Interviews Issue 1

An Interview with Hwang Inchan

1. Having been born in the year of the 1988 Olympics and now having turned 30 years old, it seems like you’re at a really uncertain age. Though, of course, things aren’t perfect now, we think of the ‘88 Olympics as the symbolic time when the democracy in South Korea got started. It’s also the time that Korea started to get more international recognition. In that respect, there would be many common denominators with the generation born after the ‘88 Olympics. But at the same time, it is also the last generation to attend elementary school as “gukchoding” and pay tuition for middle school. In conclusion, I would say it feels like your generation ambiguously spans between the current and the older generations. So I’m curious how you, as someone born in 1988, perceive the lives of young people and the current times in which we live.  Also, if these phases of the times are reflected in your works, how so?

Hwang Inchan: I’m not particularly conscious of the generation that I belong to. However, I do think a lot about what it means to live as a young person of Korea in the 2010s. I always contemplate life that is not despairing, even in the age where the prospect of the future is becoming increasingly uncertain. This would be my biggest theme, which is reflected in the poems I’m writing now.

2. Your friends who don’t write literature are managing ordinary life as thirty-year-olds. I’m curious as to what kind of differences you feel between yourself, managing life as a thirty-year-old novelist, and your friends.

Life as a poet is not that affluent. But since I can only talk about what I’ve experienced myself, it’s hard to say how much different it is from the lives of my peers. I think my worries about living—like worries about the housing situation in Seoul and the uncertain future—are common among many others. From that point of view, I think it’s rather difficult to say that there is a big difference.

3. I see tiny living things or objects like a myna, bird, bee, and seaweed often appear as a medium of self-reflection. In other words, these things are the meeting points of the inner and outer world. Are you aware of these points in daily lives? If so, what would it mean to live along with these things as a human being?

“Self-reflection” feels alien to me. I think “surprise” feels more familiar than “self-reflection” because the depth and discernment required for “self-reflection” do not befit me. There are times when I suddenly feel a strange something from tiny things or things I see on a daily basis. Although I do not precisely understand what they are, I am enchanted by them, and I develop other thoughts from that enchantment. I think those things are what constitutes the elements of my life. The configuration of life, for me, feels like a huge blueprint on which numerous things that are superficial, fragmented, and floating are entangled and mixed. I think it would be exceptionally hard for us to distinguish things that are more important, more fundamental, and more in depth. The only thing we can do is to sense the distance between us and things that are relevant to us. 
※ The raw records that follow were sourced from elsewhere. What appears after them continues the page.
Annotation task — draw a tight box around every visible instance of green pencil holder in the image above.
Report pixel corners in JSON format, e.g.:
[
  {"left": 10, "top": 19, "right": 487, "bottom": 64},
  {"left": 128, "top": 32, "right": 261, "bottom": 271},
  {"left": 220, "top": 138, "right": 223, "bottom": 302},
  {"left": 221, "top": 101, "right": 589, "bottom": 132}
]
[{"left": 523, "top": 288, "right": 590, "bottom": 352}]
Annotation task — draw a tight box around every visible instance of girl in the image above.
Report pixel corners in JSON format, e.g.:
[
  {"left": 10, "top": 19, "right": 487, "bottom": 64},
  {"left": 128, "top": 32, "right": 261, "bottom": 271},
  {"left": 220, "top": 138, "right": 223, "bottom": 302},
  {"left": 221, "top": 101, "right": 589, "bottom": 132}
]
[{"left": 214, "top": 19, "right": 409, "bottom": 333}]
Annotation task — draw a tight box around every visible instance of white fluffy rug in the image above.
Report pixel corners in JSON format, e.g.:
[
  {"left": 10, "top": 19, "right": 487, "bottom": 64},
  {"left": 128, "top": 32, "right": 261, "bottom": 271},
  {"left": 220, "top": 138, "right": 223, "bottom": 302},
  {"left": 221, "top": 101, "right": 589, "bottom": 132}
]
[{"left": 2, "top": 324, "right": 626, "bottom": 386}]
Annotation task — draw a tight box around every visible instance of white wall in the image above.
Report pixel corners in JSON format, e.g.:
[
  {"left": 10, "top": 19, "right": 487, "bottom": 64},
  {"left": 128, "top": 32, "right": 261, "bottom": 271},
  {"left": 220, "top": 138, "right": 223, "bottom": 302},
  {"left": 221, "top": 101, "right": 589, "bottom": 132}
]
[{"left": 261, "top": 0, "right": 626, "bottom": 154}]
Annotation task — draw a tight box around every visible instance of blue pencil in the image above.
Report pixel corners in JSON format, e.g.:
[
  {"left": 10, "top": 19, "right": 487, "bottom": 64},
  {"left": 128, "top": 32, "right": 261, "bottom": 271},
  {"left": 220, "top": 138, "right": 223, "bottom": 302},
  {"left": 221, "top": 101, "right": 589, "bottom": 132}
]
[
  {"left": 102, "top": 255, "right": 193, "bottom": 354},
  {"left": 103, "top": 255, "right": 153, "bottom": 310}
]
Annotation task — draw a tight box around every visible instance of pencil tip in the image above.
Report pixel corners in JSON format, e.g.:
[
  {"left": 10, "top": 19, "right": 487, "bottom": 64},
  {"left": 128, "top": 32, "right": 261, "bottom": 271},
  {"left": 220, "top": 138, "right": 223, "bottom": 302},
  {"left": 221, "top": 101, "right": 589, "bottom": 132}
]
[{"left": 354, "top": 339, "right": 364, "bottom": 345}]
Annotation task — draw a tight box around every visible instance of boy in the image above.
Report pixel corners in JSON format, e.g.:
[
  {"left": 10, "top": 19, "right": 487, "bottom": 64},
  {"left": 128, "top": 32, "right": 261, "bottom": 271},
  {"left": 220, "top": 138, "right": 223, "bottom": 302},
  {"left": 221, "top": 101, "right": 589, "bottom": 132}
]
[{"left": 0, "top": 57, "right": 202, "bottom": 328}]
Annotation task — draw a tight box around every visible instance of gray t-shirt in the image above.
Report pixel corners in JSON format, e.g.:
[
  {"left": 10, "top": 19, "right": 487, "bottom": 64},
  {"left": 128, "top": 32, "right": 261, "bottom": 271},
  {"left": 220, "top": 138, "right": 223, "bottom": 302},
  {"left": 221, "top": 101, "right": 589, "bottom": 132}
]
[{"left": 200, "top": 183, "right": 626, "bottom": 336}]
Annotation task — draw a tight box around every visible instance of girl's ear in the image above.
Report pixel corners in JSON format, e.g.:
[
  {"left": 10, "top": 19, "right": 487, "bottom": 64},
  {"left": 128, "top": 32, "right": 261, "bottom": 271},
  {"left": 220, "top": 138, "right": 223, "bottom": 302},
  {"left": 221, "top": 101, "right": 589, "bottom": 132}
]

4. In your interview, you often talked about the definition of “good” poetry and the poet’s attitude for writing it. Then, what kind of poems would you consider “bad” or “not okay”? And what features would they have in common?

Actually, it’s not so important to sort out bad poems from good ones. But if there is one thing that I try to refrain myself from writing, it is a poem that has given up on self-reflection. I try to avoid writing a poem which is not constructed from the reflection of the poet oneself, or which fails to bring about any changes after being composed. For me, writing such a poem is writing virtually nothing. In other words, the poetry that I aim to write is the kind that arises from processes of ceaseless self-reflection and, in such processes, discovers and brings about a certain change.

5. What will your next poems’ venture be like?

My next work will probably come out after a long while. I’m still thinking about how to proceed to the next step, following my last two works.